Here’s why: as a political entity, we are undergoing convulsions. Powerful institutions headed by powerful men are colliding with each other like tectonic plates and rearranging continental-sized political alignments. The whiplash of a troubled past is tearing flesh and splintering bone, as an agonising orgy of egotistical bloodletting ensues in a brightly illuminated arena.

This makes for a good spectacle – and who doesn’t like a good spectacle – but like most spectacles, this blood sport does little more than appeal to baser instincts.

Nothing appeals to such instincts more than to grab powerful people by the scruffs of their necks and shake them till their teeth rattle. Generals, whose word was once law, are realising this at great personal expense. Everyone, it appears, wants a piece of them. Teeth gnashing, nostrils flaring, Pakistanis are pouncing at them with savage relish. Rage reigns. Rationality does not.

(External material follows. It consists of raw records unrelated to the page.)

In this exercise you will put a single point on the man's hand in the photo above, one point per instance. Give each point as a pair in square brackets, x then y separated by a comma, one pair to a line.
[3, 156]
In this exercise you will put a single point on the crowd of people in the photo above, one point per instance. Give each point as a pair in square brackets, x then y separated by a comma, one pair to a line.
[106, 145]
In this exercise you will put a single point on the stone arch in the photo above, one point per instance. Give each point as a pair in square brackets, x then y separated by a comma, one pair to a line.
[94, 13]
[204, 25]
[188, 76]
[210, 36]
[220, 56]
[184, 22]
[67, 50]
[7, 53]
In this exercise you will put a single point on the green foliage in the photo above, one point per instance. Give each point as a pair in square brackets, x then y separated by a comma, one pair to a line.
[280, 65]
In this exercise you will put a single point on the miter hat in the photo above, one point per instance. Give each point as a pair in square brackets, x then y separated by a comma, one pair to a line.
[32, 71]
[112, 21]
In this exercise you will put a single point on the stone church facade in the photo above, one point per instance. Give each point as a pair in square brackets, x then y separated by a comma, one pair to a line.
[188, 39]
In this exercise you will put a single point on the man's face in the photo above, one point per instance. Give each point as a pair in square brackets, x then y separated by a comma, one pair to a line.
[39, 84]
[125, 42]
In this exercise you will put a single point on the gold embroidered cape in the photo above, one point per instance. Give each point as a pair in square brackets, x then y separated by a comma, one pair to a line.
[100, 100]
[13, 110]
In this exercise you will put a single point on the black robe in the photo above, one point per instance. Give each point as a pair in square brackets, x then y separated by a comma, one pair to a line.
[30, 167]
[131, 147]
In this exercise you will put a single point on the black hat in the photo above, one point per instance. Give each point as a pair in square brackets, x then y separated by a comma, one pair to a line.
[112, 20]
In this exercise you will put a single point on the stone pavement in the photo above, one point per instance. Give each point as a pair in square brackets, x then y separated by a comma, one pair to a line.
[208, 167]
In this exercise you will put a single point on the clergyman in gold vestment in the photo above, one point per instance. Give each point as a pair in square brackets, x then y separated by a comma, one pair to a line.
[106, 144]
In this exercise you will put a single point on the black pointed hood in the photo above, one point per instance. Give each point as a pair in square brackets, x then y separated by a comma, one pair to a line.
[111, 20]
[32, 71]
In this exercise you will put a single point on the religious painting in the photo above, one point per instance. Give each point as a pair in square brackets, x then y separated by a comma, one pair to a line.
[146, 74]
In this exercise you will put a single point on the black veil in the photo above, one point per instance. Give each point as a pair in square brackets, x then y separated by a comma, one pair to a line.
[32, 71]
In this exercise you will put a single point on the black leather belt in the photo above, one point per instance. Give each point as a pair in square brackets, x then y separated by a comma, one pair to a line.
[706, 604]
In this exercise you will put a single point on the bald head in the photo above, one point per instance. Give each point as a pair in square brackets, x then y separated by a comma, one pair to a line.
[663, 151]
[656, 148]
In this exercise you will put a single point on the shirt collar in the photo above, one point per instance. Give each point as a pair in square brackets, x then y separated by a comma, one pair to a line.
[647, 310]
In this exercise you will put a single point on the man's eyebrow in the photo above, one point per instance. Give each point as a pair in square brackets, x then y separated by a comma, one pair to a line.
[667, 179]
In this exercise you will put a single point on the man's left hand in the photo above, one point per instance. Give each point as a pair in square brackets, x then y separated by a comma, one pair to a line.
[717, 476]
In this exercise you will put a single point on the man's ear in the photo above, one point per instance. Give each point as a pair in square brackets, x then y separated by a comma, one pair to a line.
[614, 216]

But hang on a minute. Take a deep breath and stand back. Can we afford such a mob mentality right now? Do we really want to cut our nose to spite our face?

Look at the mess we are in. Look around you and smell the stench of a failed leadership. See the piled up ashes of the dream called Pakistan. Watch men of power fight over the spoils of a rotten state, while citizens of Pakistan beg for safety, shelter, education, justice and a decent future for their children. Scan this barren landscape and notice the little girl with no shoes, no school and no future. She too has the same claim over the spoils of the state as the President, Chief Justice and the Army Chief.

Or had you forgotten this silly little fact?

Who needs our attention more? This little girl or Gen (retd) Aslam Beg? This little girl or Lt Gen (retd) Asad Durrani? This little girl or the two “Chiefs”?

No, this is not some silly liberal rant. It is a grotesque reality grounded within the framework of raw power politics. But politics aimed at empowering not an individual, or a community, or an institution, but the state itself.

Quite a leap. But not really. See, at our core, we are all tribal. We think tribal, we scheme tribal, we fight tribal. So we have the Bugti, Marri and Mengal tribes; we have the Mehsud and Wazir tribes; we have the Arain and Gujjar tribes; then we have the PPP, PML-N tribes and the judiciary tribe and the army tribe. They all hunt in packs. They all blindly follow their tribal chiefs. And they all protect their tribal interests at the expense of other tribes. In this tribal culture, compromise is seen as a sign of weakness; an individual grievance is considered a collective insult.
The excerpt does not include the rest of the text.